Revista Siete Días Ilustrados
19 de enero de 1970 |
por Manuel Puig
Nueva York: ciudad donde viví de 1963 a 1967. Propósito de mi viaje:
unos pocos días para ver a mi editor, presenciar el debut teatral de
Katharine Hepburn, observar el panorama que se ha desatado en la
ciudad.
Primera impresión: en la cola del ómnibus, en el aeropuerto, una
jovencita de aspecto corriente me habla como si fuéramos conocidos.
¿Una mujer hablándole a un extraño? ¿Desde cuándo? Antes, todo
desconocido era aquí un Charlie Manson en cierne.
Primera reflexión: ¿Será cierto entonces lo que me contó aquel
argentino? De vuelta de San Francisco me había dicho que por la
calle la gente (no necesariamente hippie) sonreía y dirigía la
palabra a extraños. Volveré sobre el asunto.
Primer desembolso: el boleto aeropuerto-centro costaba hasta hace
dos años 1.75; ahora 2.50.
Segundo desembolso: El teléfono sigue costando 10 centavos de dólar
(35 pesos argentinos, viejos por supuesto), pero me cuesta encontrar
uno sin la tira amarilla: "Perdón, temporariamente fuera de uso".

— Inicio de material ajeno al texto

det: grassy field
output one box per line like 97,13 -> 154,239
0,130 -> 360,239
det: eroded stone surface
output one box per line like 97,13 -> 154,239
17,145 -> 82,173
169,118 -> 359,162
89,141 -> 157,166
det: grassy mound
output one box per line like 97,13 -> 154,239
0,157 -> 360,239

Primera amargura: Un teléfono sin esa advertencia me traga los 10
centavos y no me da tono. Es como si en Buenos Aires un solo
teléfono me hubiese tragado siete monedas de 5 pesos, una detrás de
la otra.
Decisión saludable: No pensar más en términos de pesos argentinos.

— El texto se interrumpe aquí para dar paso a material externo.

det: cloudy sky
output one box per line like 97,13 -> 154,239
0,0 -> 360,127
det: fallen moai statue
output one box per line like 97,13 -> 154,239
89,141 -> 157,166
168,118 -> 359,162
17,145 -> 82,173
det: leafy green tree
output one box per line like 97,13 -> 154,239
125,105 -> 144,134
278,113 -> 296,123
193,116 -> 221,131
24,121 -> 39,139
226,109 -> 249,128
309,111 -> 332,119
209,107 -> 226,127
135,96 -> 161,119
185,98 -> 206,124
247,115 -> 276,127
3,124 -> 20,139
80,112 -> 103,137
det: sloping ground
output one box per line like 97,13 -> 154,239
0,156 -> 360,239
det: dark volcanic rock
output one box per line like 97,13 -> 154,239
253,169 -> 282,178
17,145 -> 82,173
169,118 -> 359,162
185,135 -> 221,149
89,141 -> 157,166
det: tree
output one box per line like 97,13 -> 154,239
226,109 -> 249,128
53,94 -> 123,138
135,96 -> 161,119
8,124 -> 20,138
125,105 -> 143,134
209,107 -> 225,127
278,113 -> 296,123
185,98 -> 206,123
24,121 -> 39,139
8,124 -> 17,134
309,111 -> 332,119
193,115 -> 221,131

Comentario del taximetrero que me lleva al hotel: "La inflación
cunde, después de casi 20 años de estabilidad de precios. Pero los
salarios no se han movido mayormente". Mal de muchos, consuelo de
argentinos. Dice que los negocios están vendiendo poco para las
Fiestas.
Confirmación: En tiendas populares como Macy's y Korvette, donde
otros años no se podía casi entrar en estas fechas, no tengo que
esperar para que me atiendan.
Alcalde Lindsay: Está luchando para que el trasporte urbano no suba
de 20 a 30 centavos. Había costado 10 centavos durante décadas; en
el 67 subió a 20.
Trampa: Los ómnibus, en efecto, cuestan 20 (70 argentinos, brrr),
pero el chofer no da cambio como antes y si no se lleva encima el
precio exacto hay que poner en la ranura lo que se tenga por encima
de 20. Y la moneda que más abunda es la de 25 centavos. La mayoría
de las veces termino pagando 25 (87 argentinos).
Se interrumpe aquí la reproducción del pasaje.